One of the major challenges faced in training data collection using crowdsourcing is the variability in the reliability of the responses provided by the workers [4]. This is attributed to the significant variations in the abilities and motivations of the human workers, as well as the anonymity of crowdsourcing workers. In addition, there are spam workers who provide random answers without looking at the tasks [5, 6], as well as colluding workers who share their answers with other workers [7, 8, 9], which also contribute to the variability in the reliability. To reduce the impact of incorrect responses, several studies have attempted to improve the quality by aggregating multiple redundantly collected responses from different workers. This can be achieved using simple majority voting or statistical response aggregation methods that consider worker ability and the task difficulty [10, 11].
In crowdsourcing, each worker does not necessarily need to answer all tasks in general. Depending on the knowledge and preferences of the workers, or the type and difficulty of the tasks, the questions they answer may be biased. In fact, we examined several public datasets, and found a large variation in worker response frequency and the biased relationship between such frequency and worker ability (Figure 3, Table II). In the aforementioned response aggregation methods, workers with a high response frequency have a large influence on the aggregation results; therefore, the aggregation results can also be biased toward such high-frequency workers. We investigate the effects of such biases on the performance of the aggregation methods, and attempt to improve the aggregation by removing bias when it has a negative influence. We propose methods combining inverse propensity scoring [12, 13], which is an observation bias removal method used in causal inference, with simple majority voting, Dawid-and-Skene model (D&S) [10], and GLAD (Generative model of Labels, Abilities, and Difficulties) [11]. Our method estimates the integration results for uniformly random observations from biased observation labels.

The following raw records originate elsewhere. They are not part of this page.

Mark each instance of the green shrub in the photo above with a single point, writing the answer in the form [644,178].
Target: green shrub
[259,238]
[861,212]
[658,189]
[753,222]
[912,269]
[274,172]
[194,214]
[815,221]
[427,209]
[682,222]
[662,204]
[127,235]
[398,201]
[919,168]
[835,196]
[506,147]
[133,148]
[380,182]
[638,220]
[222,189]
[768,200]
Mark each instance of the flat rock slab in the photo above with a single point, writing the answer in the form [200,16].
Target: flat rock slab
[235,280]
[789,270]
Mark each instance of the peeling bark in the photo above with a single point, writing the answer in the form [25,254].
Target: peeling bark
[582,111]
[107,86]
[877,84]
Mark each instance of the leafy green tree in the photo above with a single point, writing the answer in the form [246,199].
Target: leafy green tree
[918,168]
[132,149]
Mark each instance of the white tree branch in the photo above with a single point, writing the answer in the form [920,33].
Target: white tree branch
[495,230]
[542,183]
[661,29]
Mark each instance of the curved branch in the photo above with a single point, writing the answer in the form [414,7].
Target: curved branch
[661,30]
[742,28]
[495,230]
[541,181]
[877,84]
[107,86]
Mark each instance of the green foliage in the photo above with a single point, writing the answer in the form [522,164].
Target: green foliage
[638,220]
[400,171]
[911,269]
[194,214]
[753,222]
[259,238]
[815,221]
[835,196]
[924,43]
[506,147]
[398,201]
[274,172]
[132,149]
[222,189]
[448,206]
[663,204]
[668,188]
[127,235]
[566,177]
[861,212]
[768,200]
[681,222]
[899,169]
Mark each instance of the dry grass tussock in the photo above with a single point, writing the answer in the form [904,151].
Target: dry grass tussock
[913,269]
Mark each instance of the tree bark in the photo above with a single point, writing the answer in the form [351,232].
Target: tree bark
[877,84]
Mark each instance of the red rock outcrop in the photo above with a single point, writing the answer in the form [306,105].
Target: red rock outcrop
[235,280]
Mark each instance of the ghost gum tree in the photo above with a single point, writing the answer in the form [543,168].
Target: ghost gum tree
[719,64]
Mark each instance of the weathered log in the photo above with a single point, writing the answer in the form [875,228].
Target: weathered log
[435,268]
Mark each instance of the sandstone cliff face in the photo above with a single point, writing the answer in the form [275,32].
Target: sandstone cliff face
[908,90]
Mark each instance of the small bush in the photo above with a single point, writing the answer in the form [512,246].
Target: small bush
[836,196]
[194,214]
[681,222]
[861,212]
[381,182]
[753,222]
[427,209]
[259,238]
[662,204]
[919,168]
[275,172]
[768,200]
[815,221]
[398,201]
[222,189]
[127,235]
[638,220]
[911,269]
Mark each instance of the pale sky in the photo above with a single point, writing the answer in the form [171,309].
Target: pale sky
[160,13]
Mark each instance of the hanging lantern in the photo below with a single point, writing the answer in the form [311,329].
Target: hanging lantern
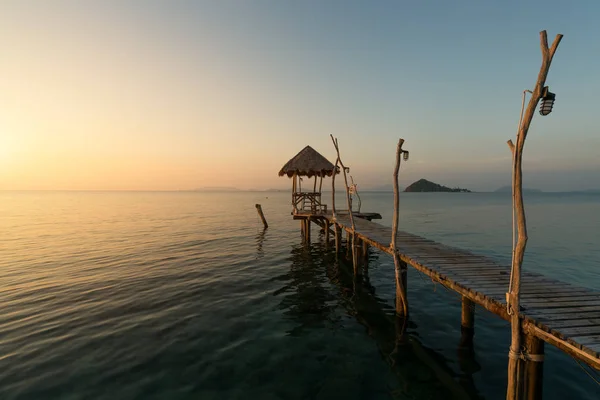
[547,102]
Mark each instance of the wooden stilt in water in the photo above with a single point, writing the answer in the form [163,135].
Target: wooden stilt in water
[534,368]
[515,376]
[400,267]
[348,245]
[467,324]
[261,215]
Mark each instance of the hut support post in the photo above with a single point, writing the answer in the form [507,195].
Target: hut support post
[400,266]
[467,323]
[515,375]
[534,367]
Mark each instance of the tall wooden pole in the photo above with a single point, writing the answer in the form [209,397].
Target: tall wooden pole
[513,296]
[261,215]
[400,267]
[354,238]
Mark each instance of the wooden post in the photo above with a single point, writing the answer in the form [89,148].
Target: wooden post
[400,267]
[355,256]
[261,215]
[534,367]
[339,160]
[513,295]
[467,323]
[348,244]
[294,193]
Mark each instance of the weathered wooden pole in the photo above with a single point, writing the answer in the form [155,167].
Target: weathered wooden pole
[261,215]
[400,266]
[348,244]
[534,367]
[515,376]
[467,323]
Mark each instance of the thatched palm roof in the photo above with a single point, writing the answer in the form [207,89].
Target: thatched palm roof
[308,163]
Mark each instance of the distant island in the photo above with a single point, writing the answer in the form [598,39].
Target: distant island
[508,189]
[423,185]
[216,189]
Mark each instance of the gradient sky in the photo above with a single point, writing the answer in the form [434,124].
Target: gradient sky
[168,95]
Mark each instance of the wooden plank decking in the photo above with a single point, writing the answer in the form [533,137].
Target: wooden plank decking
[558,313]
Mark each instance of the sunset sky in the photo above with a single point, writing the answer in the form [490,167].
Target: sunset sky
[170,95]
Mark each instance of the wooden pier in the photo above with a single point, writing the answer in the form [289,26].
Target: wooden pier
[549,311]
[553,312]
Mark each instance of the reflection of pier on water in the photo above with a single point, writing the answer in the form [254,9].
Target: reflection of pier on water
[319,282]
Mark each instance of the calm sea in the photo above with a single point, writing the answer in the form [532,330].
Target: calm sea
[113,295]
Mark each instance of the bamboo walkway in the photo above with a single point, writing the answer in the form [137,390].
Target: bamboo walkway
[558,313]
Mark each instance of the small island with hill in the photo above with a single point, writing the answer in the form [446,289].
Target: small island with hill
[423,185]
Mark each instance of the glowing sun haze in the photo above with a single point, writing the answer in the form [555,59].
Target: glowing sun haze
[169,95]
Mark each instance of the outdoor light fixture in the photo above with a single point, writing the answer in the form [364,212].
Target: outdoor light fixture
[547,102]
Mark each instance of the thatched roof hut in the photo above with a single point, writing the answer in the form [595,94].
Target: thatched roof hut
[308,163]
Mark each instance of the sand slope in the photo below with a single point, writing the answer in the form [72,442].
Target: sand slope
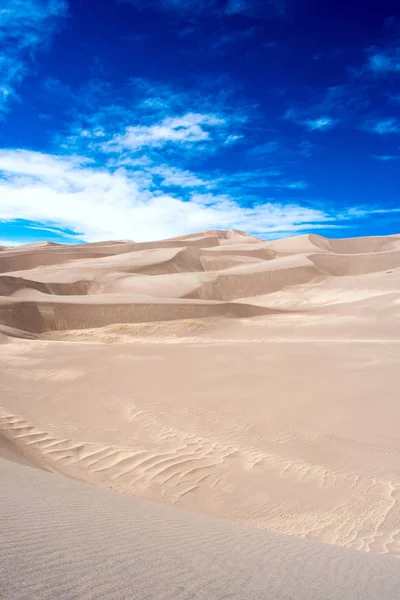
[251,380]
[66,540]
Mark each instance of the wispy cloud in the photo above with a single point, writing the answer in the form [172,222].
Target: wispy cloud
[25,28]
[187,129]
[383,126]
[383,62]
[102,203]
[321,123]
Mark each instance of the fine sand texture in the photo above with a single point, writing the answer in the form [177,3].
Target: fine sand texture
[66,540]
[218,373]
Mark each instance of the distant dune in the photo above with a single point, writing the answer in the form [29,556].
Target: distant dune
[216,372]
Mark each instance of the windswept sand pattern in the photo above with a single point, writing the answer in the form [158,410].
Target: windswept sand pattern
[251,380]
[97,544]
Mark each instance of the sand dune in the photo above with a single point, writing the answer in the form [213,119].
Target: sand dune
[251,380]
[82,543]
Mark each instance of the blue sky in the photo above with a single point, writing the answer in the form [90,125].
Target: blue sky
[145,119]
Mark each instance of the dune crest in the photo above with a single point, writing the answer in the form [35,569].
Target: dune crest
[245,379]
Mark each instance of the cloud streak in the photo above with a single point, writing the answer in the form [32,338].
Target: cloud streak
[97,203]
[387,126]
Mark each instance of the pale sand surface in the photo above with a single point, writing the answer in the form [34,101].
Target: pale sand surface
[65,540]
[250,380]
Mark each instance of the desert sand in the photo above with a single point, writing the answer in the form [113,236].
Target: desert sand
[217,373]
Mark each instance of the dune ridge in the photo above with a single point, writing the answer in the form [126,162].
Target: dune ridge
[83,543]
[218,373]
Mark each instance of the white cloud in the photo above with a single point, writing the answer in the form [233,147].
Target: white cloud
[384,62]
[10,243]
[186,129]
[25,27]
[67,192]
[96,203]
[321,123]
[383,126]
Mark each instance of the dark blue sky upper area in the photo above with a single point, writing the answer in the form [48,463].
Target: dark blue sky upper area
[248,108]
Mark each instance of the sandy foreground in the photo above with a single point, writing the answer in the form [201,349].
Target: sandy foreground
[249,380]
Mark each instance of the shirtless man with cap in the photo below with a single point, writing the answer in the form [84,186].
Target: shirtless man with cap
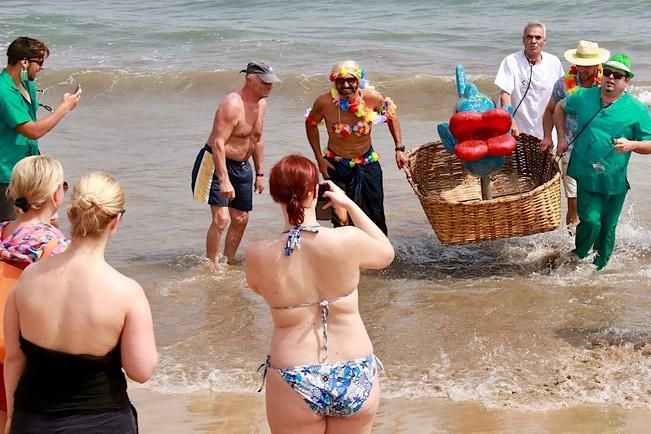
[349,111]
[222,175]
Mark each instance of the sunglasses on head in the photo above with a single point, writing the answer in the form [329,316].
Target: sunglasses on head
[350,81]
[614,74]
[39,62]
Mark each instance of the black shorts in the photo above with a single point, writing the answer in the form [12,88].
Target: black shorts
[240,174]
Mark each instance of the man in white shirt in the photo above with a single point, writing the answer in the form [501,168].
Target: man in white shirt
[526,80]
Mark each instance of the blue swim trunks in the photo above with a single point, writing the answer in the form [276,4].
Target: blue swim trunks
[240,174]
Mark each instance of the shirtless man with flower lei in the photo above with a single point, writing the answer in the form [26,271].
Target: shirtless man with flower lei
[349,112]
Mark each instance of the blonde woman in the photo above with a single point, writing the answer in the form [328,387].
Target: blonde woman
[321,373]
[73,323]
[36,187]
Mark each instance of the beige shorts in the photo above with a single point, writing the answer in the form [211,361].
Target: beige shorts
[569,184]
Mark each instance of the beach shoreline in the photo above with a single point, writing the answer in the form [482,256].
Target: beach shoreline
[236,413]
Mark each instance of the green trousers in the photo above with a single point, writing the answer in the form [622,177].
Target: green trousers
[598,217]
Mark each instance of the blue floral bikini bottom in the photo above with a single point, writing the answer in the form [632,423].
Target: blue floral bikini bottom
[332,389]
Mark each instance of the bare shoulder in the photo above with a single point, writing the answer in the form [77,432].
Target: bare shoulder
[232,101]
[323,99]
[372,96]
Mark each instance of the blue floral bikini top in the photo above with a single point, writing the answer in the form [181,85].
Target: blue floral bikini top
[294,241]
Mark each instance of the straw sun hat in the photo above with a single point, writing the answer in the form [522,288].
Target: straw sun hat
[587,53]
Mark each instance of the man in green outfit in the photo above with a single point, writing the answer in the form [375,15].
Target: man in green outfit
[19,128]
[611,124]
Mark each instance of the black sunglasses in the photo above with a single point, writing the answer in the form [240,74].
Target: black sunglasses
[615,75]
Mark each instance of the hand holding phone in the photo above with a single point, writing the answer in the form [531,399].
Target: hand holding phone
[322,214]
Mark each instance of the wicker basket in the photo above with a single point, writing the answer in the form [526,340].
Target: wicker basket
[526,194]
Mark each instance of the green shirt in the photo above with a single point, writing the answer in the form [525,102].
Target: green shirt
[594,163]
[15,110]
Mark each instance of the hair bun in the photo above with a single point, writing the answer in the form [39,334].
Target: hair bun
[88,201]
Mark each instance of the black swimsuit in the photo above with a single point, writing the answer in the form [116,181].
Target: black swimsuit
[71,392]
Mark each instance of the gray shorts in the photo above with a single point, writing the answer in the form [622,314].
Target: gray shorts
[240,173]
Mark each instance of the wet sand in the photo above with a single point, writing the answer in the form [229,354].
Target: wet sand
[206,412]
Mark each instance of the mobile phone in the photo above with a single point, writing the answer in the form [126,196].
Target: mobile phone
[323,214]
[322,189]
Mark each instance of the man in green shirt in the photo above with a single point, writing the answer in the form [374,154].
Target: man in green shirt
[19,128]
[611,124]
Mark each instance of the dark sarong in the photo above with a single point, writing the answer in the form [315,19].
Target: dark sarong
[363,184]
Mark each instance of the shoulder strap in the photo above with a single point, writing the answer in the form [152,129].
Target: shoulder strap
[49,247]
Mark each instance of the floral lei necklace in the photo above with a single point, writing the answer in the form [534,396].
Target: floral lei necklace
[366,116]
[571,80]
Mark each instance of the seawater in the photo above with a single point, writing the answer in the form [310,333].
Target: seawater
[507,323]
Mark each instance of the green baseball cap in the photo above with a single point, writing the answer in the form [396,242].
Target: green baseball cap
[620,61]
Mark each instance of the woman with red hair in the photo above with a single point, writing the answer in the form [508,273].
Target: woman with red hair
[321,372]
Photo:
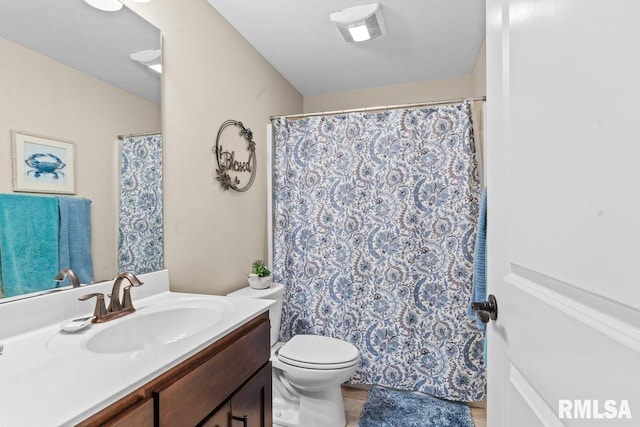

Experiments using synthetic data suggest that bias removal improves the aggregation accuracy when there is a negative correlation between the observation rates of the worker responses and agreement rates with true labels; however, the opposite occurs when there is a positive correlation. In addition, an examination of some real datasets indicates weak negative correlations between the number of worker responses and the percentage of correct responses. For datasets with such a negative correlation, the proposed method outperforms the baseline when the number of labels is small, and thus the effect of the observation bias increases. Because an analysis of real datasets suggests the existence of spam workers who provide a significant number of random answers, we created semi-synthetic datasets with enhanced observation biases by hypothetically highlighting such inappropriate workers. The results of the additional experiments indicate that the proposed methods are robust to the presence of both spam and malicious colluding workers.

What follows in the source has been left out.